CRESTVIEW — If you fish, you know that even the cheapest bait isn’t so cheap anymore.
An 8 ounce pack of frozen shrimp costs almost $4 — and that’s the cheap stuff. Fresh water baits also are rising in price.
So what’s an angler to do to offset the rising costs?
Well, you could purchase a cast net and catch your own bait. Cast nets start at 3 feet and can go up to 12 or 14 feet for mullet.
Crestview High School outdoor education instructor Ernie Martin, an old pro at throwing a cast net, offers a few tips that, with a little practice, will have a beginner throwing like a veteran in no time.
“The priority is to start out with a small net,” Martin said. “Start with a 5-foot bait net and work on it."
The bigger the net is, the more force and spin you must generate when throwing it so the bottom will open up and spread properly, he said.
Whether on a boat, dock or wading out toward bait fish, the technique for throwing a net remains the same. However, when wading, hold the net higher when you start your throw so it will stay above the water, Martin said.
The net may look intimidating in the beginning, but the movements are familiar.
"If you can throw a Frisbee (disc), I can get you to throw a cast net and open it up within five minutes of practicing with me," Martin said.
It'll be worth it.
After mastering the net-throwing technique, and learning when and where to find bait, you should be able to fill your bait bucket in one or two throws, Martin said.
That is, if you're fast enough.
“You have to remember that bait fish usually survive by getting out of the way in a hurry,” Martin said. “The last one to move is usually the first one eaten.
"Sometimes you have to be able to throw (the net) at a moving target.”
STEP-BY-STEP GUIDE TO NET CASTING
1. Gather the net in your left hand (right hand if you are left-handed).

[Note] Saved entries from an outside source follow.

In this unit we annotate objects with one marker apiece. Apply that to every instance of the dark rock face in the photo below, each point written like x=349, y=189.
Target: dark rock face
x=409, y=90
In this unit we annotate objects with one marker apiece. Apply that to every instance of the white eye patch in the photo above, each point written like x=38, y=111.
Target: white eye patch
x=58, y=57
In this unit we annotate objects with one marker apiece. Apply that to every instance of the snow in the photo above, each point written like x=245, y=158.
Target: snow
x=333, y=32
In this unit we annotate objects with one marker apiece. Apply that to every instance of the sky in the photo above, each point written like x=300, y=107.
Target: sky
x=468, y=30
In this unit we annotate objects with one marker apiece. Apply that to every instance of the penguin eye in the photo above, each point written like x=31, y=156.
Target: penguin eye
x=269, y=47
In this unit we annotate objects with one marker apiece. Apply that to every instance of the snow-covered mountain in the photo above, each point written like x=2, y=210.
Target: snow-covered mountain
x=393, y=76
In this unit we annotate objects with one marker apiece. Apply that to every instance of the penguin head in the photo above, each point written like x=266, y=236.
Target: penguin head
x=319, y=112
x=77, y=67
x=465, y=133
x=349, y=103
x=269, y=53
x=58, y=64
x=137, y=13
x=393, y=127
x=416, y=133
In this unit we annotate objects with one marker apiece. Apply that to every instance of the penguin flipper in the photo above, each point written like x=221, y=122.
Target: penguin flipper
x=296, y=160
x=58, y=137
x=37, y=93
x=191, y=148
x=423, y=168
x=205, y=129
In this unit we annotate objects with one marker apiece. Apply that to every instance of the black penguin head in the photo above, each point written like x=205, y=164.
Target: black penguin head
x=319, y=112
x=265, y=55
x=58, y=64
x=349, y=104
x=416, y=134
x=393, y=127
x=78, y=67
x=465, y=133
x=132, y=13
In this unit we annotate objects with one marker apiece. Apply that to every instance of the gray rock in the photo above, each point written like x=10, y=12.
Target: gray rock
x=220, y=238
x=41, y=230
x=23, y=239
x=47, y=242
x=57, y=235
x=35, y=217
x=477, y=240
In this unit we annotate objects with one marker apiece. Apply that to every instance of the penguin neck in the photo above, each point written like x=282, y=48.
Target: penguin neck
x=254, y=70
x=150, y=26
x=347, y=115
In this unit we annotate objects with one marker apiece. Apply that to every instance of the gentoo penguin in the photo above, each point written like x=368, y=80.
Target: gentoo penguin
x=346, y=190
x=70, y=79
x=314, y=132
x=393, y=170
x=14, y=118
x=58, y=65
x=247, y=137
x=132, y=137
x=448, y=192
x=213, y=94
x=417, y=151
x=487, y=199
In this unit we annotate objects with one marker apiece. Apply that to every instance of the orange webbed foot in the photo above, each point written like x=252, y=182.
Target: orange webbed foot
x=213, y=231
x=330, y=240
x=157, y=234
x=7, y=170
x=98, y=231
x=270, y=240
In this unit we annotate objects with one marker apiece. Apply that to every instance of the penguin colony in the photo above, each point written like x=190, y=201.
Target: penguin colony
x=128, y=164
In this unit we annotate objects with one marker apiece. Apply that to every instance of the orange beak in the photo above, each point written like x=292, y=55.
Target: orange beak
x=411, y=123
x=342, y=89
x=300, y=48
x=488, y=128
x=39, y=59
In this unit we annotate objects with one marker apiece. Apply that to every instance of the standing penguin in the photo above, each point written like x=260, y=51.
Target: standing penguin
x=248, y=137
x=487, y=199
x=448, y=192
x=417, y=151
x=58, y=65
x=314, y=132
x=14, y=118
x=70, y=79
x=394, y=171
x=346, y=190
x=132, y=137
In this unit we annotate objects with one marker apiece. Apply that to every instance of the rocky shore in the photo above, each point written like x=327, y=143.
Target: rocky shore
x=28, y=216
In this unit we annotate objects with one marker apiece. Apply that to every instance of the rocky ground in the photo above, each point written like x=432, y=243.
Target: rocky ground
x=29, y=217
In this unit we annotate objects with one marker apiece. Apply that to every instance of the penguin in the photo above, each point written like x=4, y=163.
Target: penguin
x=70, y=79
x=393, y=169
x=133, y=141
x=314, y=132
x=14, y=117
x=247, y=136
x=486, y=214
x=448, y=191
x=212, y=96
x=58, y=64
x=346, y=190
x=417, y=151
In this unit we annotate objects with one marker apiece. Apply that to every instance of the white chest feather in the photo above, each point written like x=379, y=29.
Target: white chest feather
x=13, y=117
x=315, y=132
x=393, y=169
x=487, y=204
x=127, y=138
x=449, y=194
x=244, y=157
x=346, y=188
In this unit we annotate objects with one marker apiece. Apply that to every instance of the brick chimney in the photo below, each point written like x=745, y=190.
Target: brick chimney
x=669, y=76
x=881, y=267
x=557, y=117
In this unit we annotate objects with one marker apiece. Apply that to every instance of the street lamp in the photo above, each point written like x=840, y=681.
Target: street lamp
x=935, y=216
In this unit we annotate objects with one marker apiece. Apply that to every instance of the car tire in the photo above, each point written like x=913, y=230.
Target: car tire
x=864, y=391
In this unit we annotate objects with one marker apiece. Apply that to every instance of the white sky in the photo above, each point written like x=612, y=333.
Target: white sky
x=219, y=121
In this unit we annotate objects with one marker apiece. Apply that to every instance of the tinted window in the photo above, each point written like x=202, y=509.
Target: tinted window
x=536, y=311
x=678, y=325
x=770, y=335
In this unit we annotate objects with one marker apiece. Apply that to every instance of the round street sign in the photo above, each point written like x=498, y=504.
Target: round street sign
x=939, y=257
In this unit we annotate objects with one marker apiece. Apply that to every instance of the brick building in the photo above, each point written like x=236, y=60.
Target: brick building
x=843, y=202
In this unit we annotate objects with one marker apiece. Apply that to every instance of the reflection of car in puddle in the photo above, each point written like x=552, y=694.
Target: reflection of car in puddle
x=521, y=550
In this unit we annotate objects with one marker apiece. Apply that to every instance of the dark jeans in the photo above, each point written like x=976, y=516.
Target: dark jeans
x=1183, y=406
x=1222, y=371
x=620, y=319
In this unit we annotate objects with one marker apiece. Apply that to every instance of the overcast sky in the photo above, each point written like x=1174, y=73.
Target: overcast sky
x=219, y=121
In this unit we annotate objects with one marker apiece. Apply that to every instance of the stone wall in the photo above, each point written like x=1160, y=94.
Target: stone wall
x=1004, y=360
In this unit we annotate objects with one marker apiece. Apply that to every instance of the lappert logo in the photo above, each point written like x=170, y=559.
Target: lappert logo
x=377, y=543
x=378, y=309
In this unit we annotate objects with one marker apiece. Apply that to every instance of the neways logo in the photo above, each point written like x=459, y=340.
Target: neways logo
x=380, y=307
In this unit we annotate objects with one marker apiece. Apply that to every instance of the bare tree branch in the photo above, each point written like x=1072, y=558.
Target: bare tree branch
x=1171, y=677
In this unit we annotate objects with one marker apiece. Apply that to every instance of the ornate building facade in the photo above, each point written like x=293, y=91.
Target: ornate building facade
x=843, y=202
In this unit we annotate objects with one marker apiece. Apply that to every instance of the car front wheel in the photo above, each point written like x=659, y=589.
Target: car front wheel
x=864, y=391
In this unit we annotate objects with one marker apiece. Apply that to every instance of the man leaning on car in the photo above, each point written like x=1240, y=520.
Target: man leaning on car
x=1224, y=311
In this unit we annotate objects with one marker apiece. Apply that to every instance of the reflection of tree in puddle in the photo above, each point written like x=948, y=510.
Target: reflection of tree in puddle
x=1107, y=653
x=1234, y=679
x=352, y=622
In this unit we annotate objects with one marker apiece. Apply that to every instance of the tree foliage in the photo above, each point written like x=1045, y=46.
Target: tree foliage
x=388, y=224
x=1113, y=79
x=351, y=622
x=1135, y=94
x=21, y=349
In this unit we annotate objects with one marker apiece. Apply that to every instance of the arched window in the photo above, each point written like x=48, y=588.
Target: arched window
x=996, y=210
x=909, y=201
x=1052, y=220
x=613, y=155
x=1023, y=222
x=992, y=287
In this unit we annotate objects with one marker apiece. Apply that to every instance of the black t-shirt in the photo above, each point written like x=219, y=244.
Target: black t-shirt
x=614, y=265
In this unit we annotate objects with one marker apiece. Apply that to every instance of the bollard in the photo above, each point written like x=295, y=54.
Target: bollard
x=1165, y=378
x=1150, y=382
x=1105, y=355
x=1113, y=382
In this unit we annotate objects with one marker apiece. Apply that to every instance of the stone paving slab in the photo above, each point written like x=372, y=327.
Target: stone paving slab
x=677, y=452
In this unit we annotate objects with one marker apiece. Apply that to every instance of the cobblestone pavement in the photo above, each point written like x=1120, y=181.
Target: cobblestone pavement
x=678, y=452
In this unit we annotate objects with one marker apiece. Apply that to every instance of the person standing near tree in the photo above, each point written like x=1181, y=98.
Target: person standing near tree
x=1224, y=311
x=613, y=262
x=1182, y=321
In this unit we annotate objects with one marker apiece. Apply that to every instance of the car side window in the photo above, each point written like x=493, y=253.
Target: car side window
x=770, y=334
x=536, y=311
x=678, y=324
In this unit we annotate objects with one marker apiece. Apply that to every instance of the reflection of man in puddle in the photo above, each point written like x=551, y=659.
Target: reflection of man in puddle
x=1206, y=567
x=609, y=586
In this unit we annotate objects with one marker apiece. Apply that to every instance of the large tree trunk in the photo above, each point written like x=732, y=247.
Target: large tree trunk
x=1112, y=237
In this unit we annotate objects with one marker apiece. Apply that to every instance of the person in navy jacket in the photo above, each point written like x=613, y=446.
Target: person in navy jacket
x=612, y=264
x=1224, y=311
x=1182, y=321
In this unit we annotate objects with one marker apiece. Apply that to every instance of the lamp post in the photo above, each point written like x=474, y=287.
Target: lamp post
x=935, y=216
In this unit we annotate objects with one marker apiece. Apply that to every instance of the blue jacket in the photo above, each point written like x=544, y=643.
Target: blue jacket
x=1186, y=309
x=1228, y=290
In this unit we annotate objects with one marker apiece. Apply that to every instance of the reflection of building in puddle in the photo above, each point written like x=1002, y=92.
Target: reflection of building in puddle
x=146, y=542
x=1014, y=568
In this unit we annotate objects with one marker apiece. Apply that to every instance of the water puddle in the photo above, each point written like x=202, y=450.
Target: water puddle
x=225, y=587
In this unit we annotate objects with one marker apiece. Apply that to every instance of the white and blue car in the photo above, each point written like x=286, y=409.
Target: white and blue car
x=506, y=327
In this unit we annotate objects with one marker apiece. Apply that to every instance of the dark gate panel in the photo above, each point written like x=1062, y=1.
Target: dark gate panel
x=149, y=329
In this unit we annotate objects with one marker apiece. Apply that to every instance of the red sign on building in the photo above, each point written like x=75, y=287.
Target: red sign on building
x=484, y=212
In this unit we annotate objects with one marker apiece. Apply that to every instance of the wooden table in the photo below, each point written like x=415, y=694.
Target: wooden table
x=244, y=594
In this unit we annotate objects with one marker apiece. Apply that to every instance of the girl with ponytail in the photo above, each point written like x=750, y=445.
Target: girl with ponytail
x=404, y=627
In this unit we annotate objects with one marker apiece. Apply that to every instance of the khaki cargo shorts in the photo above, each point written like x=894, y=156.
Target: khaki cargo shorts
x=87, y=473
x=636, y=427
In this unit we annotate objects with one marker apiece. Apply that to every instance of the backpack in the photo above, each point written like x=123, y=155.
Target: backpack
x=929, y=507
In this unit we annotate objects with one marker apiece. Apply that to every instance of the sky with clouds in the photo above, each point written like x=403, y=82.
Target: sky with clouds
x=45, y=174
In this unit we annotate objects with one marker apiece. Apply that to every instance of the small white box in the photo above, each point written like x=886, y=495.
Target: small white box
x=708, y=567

Make loops with the main line in the hand you are going to hold the net. The loops should be about 16 inches in diameter. After gathering all the main line, the net will start coming into your hand. Make one loop with the net and then make "kind of a little bowl at the top" so you have everything in your left hand, Martin said.
2. Open the back of the net by throwing it over your left shoulder or holding between your teeth. "I will take the lead line that is closest to my body and put the lead line between my teeth," Martin says. "I’m just basically holding the back of the net open with a very little bit of pressure with my teeth."
3. Make three or four throws over you right arm to even out the net. (Use left shoulder if you are left-handed). This opens the back half of the net.
4. Slide your right hand inside the net and gather it up. Then bring your right and left hands less than 6 inches apart. Youshould be able to look down around your waist and see the back half of the cast net open.
5. With a twist of the hips and a snap of the wrist, throw the net. Build centrifugal force, as if you were throwing a Frisbee disc; the net will feed out of your left hand and it should open.